Innerhalb einer Woche verloren vier Personen, darunter drei Migranten, durch Polizeibeamt*innen ihr Leben. Am Dienstag, dem 2. August, wurde ein 23-jähriger obdachloser Somalier von SEK-Beamten im Frankfurter Bahnhofsviertel erschossen. Im Gegensatz zu ihm überlebte der Polizeihund, den er mit einem Messer angegriffen hatte, die Notoperation. Am folgenden Tag, dem 3. August, wurde der suizidgefährdete stadtbekannte russische Straßenmusiker Jozef Berditchevski während der Zwangsräumung seiner Wohnung in Köln von Polizist*innen erschossen. Nach einem polizeilichen Einsatz mit Pfefferspray und „Fixierung“ starb ein 39-jähriger Mann am 7. August in Oer Erkenschwick (Nordrhein-Westfalen).

Im Gegensatz zu den internationalen Protestbewegungen infolge der gewaltsamen Ermordung von George Floyd in den USA am 25. Mai 2020 blieben die Berichterstattung und Straßen nach diesen Vorfällen außer in Städten wie Dortmund und Hamburg eher ruhig.

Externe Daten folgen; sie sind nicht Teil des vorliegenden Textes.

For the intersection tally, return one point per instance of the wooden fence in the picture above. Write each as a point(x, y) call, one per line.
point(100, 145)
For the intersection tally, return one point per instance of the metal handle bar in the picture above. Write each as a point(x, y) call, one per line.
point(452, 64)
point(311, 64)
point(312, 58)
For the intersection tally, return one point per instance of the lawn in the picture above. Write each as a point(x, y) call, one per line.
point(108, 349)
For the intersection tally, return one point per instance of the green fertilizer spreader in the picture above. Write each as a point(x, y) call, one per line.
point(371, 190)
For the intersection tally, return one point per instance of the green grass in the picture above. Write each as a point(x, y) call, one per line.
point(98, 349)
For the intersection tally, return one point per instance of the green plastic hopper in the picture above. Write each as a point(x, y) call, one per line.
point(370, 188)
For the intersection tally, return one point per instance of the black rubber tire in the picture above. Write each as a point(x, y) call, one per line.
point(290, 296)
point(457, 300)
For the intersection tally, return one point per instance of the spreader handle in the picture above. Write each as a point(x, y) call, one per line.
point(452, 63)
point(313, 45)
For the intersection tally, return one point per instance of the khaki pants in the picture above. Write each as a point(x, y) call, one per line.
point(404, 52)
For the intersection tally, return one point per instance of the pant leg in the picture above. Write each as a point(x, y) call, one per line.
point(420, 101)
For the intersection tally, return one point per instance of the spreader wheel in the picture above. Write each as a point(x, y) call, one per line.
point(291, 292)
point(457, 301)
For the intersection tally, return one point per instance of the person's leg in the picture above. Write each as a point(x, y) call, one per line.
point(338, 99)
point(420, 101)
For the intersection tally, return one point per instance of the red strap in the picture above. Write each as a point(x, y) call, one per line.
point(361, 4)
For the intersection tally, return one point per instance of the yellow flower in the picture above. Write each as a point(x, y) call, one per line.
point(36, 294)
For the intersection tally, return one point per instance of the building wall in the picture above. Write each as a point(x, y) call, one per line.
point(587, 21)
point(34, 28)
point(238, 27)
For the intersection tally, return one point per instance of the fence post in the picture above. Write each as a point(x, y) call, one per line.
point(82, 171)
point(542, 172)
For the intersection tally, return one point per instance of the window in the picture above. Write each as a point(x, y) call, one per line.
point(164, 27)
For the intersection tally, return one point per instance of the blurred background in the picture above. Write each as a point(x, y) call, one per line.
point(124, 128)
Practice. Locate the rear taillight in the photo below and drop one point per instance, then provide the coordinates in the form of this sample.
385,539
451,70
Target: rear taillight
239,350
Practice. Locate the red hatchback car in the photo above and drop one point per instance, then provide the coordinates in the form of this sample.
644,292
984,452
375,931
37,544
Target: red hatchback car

Als die „Black-Lives-Matter“-Bewegung auch in Deutschland an Momentum gewann, wurde auf „amerikanische Verhältnisse“ verwiesen, die keinesfalls der Situation in der Bundesrepublik entsprechen sollten. Inzwischen sind auf der Website „polizeischuesse.cilip.de“, die alle Vorkommnisse aufzulisten versucht, seit der Wiedervereinigung im Jahr 1991 mindestens 315 Fälle aufgelistet, bei denen „Personen durch Kugeln der deutschen Polizei getötet“ wurden. Dazu zählt auch der Tod der 26-jährigen Marieme Ndeye Sarr in Aschaffenburg (Bayern) am 14. Juli 2001 in ihrem Familienhaus. Nicht aufgelistet wurde der Tod von Christy Schwundeck am 19. Mai 2011 in einem Job-Center in Frankfurt am Main durch Polizeischüsse. Hinzu kommen Menschen, die in Polizeigewahrsam verstarben: Oury Jalloh verbrannte am 7. Januar 2005 bei einem Brandanfall in seiner Zelle, Laye-Alama Condé verstarb 2005 in Bremen nach der zwangsweisen Verabreichung von Brechmitteln, der 23-jährige Kongolese Dominique Kouamadio wurde am 14. April 2006 von einem Polizisten in Dortmund aus mehreren Metern Entfernung von einer Kugel direkt ins Herz getroffen. Außerdem erliegen mehrere geflüchtete Menschen Misshandlungen während gewaltsamer Abschiebungsversuche: 1999 erstickte Amir Ageeb auf grausame Weise in einem Flugzeug, um ein trauriges Beispiel zu nennen.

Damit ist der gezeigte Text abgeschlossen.